Ver os triglicerídeos altos no exame surpreende quem já reduziu frituras e cortou a gordura visível do prato. O que muitas pessoas não sabem é que essa gordura do sangue responde tanto ao açúcar, ao álcool e aos carboidratos refinados quanto às gorduras da alimentação, e ainda sofre influência de fatores genéticos e metabólicos. Entender o que realmente eleva os triglicerídeos ajuda a interpretar o resultado do exame de forma mais precisa e a direcionar mudanças que fazem diferença no risco cardiovascular.
O que são triglicerídeos e por que eles sobem?
Os triglicerídeos são um tipo de gordura que circula no sangue e funciona como reserva de energia. Eles vêm dos alimentos e também são produzidos pelo fígado sempre que há sobra de calorias, especialmente de carboidratos e álcool.
Quando essa produção supera o gasto energético, o resultado aparece no exame. Por isso, mesmo pessoas que consomem pouca gordura visível podem ter triglicerídeos elevados se ingerem muitas calorias, doces e bebidas alcoólicas ao longo do dia.
Por que açúcar, álcool e carboidratos elevam os triglicerídeos?
O açúcar, os carboidratos refinados e o álcool são metabolizados de forma rápida pelo fígado, que converte o excesso em triglicerídeos e os libera na corrente sanguínea. Refrigerantes, doces, pães brancos e bebidas alcoólicas são exemplos frequentes desse processo.
Além disso, o consumo constante desses itens estimula a resistência à insulina, o que dificulta a retirada da gordura da circulação. A combinação de mais produção e menos remoção explica por que os triglicerídeos podem subir mesmo quando a dieta parece equilibrada em gordura.

Como um estudo científico confirma a relação com os carboidratos?
A ideia de que reduzir a gordura da alimentação sempre melhora o perfil lipídico é incompleta, já que a substituição por carboidratos pode ter efeito oposto sobre os triglicerídeos, algo estudado há décadas na área de nutrição clínica.
Segundo a revisão Carbohydrate-induced hypertriglyceridemia: modifying factors and implications for cardiovascular risk, publicada no periódico Current Opinion in Lipidology e indexada no PubMed, dietas ricas em carboidratos e pobres em gordura, mesmo quando mantêm o mesmo total de calorias, aumentam de forma consistente as concentrações plasmáticas de triglicerídeos. A revisão destaca o tipo de carboidrato, a suscetibilidade individual e os mecanismos metabólicos envolvidos, reforçando que a resposta não depende apenas da gordura ingerida.
Que outros fatores podem elevar os triglicerídeos?
Além da alimentação, várias condições clínicas e características individuais influenciam o resultado do exame. Entre as causas mais frequentes estão:
- Excesso de peso e gordura abdominal, associados à resistência à insulina;
- Sedentarismo, que reduz o consumo energético e favorece o acúmulo de gordura no sangue;
- Diabetes mal controlado, com glicemia frequentemente elevada;
- Hipotireoidismo e outras alterações hormonais que afetam o metabolismo lipídico;
- Doença renal ou hepática, que interferem na eliminação e produção de gordura;
- Alterações genéticas, como as hipertrigliceridemias familiares, que elevam os valores mesmo com hábitos saudáveis;
- Uso de alguns medicamentos, como corticoides, diuréticos, betabloqueadores e estrogênios, sob orientação médica.

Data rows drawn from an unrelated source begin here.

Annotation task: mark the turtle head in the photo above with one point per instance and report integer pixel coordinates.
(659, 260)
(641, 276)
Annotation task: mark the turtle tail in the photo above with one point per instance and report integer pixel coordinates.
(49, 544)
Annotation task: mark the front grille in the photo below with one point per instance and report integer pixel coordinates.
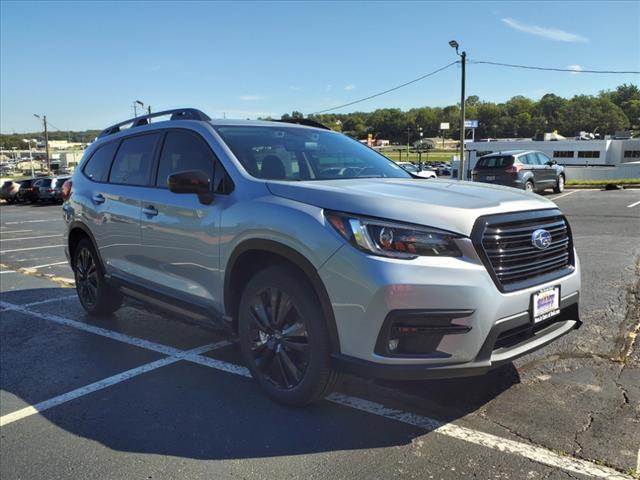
(505, 245)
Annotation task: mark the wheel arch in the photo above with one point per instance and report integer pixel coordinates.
(253, 255)
(78, 231)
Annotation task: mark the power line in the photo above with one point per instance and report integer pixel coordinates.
(529, 67)
(388, 90)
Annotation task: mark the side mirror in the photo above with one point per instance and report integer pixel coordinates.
(192, 181)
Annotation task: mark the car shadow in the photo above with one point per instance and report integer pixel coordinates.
(193, 411)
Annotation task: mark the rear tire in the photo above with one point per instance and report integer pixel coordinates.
(95, 295)
(284, 339)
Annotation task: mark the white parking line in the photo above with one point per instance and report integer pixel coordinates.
(532, 452)
(28, 238)
(50, 300)
(30, 248)
(35, 267)
(33, 221)
(99, 385)
(564, 195)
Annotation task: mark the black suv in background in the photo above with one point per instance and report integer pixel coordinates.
(529, 170)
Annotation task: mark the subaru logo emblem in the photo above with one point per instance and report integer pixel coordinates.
(541, 239)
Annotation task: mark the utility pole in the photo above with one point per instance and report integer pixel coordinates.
(463, 57)
(46, 139)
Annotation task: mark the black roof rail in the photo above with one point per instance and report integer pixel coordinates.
(176, 114)
(304, 121)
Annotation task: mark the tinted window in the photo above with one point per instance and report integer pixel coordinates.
(134, 160)
(502, 161)
(97, 168)
(184, 151)
(542, 159)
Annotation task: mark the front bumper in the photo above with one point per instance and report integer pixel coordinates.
(510, 338)
(364, 290)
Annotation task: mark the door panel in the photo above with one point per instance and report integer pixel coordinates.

Como interpretar o exame e reduzir os valores?
O resultado dos triglicerídeos costuma vir junto com o lipidograma e deve ser analisado em conjunto com o colesterol total, HDL, LDL, glicemia e histórico clínico. Para reduzir os valores de forma consistente, algumas medidas costumam ser recomendadas:
- Reduzir açúcar, doces e bebidas adoçadas, incluindo sucos industrializados;
- Diminuir o consumo de carboidratos refinados, como pães brancos, massas e biscoitos;
- Limitar o álcool, especialmente cerveja, vinho e destilados em excesso;
- Priorizar fibras, vegetais, leguminosas e grãos integrais, que ajudam no controle metabólico;
- Incluir peixes ricos em ômega 3, como sardinha, salmão e atum, com regularidade;
- Praticar atividade física regular, com orientação profissional adequada;
- Investigar causas clínicas e genéticas, sobretudo quando há sintomas de triglicerídeos altos ou valores muito elevados.
Diante de triglicerídeos persistentemente altos, o ideal é procurar um cardiologista, endocrinologista ou clínico geral para investigar as causas, avaliar o risco cardiovascular e definir o tratamento mais adequado para cada caso.
Este conteúdo tem caráter apenas informativo e não substitui a avaliação, o diagnóstico ou o tratamento realizados por um profissional de saúde qualificado.